Originally Posted by rickt300
Originally Posted by RPN
I grew up with both, and don't really care which I use, as long as the lathe, mill or whatever is graduated in the same system.

A standard metric micrometer is graduated in hundredths of a millimetre, which is a smaller dimension than the thousandths of an inch a standard Imperial mic is showing. No big deal either way, and there isn't a lot outside of toolmaking that requires more accuracy than +-0.01mm (slightly smaller than half a thou).

Fabricating in mm I find easier than converting to Imperial - adding 64ths, eighths and the rest is just a pain in the butt. 620mm + 510mm is a simple thing, 2' 13/32" + 1' 6 5/64" - who needs that bs?

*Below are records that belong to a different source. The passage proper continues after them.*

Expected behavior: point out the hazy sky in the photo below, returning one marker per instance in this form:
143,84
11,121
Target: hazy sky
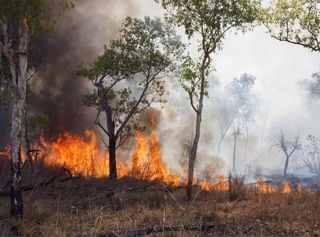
278,66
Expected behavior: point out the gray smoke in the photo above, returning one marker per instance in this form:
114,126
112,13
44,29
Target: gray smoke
80,37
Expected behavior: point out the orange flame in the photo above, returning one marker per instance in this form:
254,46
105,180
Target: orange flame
219,185
263,187
146,162
79,155
286,189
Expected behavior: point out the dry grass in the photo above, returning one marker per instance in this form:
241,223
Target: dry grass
81,207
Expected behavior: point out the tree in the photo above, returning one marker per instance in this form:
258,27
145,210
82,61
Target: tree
288,148
312,86
20,21
237,105
294,21
236,133
128,78
311,156
209,21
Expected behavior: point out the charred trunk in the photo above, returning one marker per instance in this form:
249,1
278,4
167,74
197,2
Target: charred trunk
112,155
194,148
19,74
286,164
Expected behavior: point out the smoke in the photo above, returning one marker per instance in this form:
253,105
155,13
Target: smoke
80,37
4,130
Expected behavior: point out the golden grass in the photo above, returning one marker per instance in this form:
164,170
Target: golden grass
82,207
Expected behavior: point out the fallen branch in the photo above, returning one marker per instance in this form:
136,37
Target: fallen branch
43,184
159,229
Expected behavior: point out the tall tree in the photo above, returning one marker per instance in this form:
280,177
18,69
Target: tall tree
20,21
128,77
294,21
209,21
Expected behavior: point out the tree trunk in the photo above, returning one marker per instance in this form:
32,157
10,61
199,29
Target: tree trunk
18,73
112,158
286,164
234,154
193,151
192,156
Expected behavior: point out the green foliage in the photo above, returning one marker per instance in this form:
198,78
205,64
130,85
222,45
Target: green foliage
41,15
128,76
209,21
294,21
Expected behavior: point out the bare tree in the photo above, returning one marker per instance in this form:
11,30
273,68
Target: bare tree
288,148
311,156
235,134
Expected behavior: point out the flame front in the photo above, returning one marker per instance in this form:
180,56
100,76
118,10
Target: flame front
286,187
263,187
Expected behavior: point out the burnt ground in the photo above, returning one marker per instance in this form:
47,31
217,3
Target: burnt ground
56,204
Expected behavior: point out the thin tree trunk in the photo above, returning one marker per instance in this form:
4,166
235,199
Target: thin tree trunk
18,73
112,155
223,134
192,156
286,166
193,152
234,156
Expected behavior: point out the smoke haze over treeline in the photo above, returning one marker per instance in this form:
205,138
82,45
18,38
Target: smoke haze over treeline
284,106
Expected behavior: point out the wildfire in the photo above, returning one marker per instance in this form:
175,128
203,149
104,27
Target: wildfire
286,187
263,187
78,155
219,185
146,162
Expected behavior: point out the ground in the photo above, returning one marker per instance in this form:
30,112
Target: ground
58,205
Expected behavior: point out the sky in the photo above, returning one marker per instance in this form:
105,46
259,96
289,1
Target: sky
285,106
277,66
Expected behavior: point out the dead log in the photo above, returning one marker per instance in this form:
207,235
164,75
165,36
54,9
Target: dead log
160,229
42,184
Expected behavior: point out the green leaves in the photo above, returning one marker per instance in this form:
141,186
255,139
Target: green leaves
294,21
209,21
128,76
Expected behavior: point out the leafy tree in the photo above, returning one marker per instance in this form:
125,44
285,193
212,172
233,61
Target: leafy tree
128,77
209,21
20,22
294,21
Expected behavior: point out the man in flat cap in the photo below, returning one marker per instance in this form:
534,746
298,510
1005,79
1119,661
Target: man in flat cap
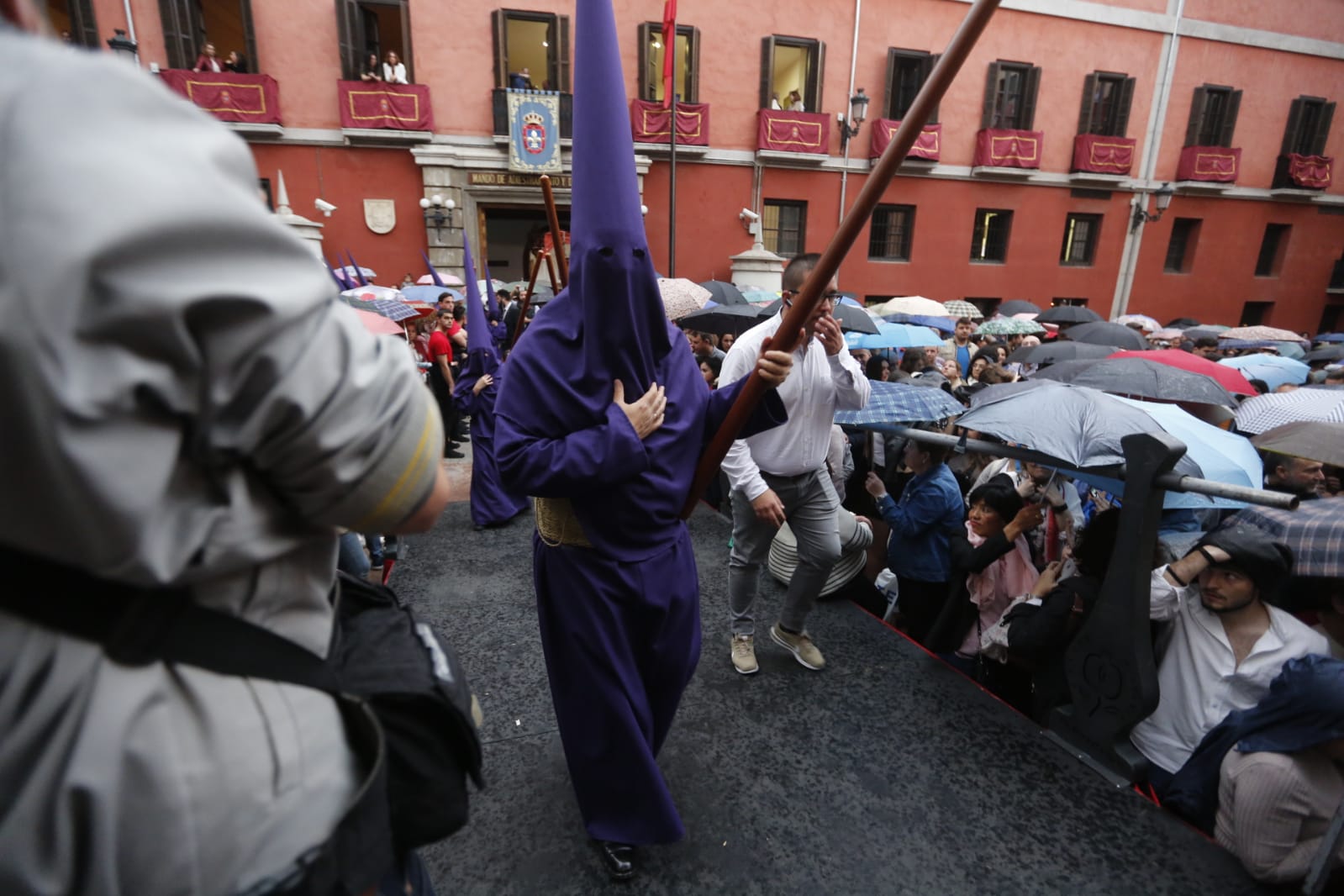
1222,644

As for volume and weight, easy win to metric. A litre of water weighs a kilogram, a thousand of them weigh a ton and they fill a cubic metre. Thermal calcs are the same win to metric.

It's a bit like learning another language - it all seems clumsy until it falls into place, then it's easy.

Typically you would measure parts that long with a scale or a steel tape and either method is easy. And why would you be adding such dimensions anyway? Typically overall lengths are on the print. Adding fractions is too hard for you? Usually dimensions listed in fractions have large tolerances. The point is either way of measuring is pretty easy with the win going to SAE. By the way a thousand Kilos does not weigh a ton. That said are teaspoons, tablespoons and fractions of cups all that hard to follow? Quarts and gallon beyond your ability to grasp? Public school?

What does metric ton mean?
1000 kilograms


People who choose to brew up their own storms bitch loudest about the rain.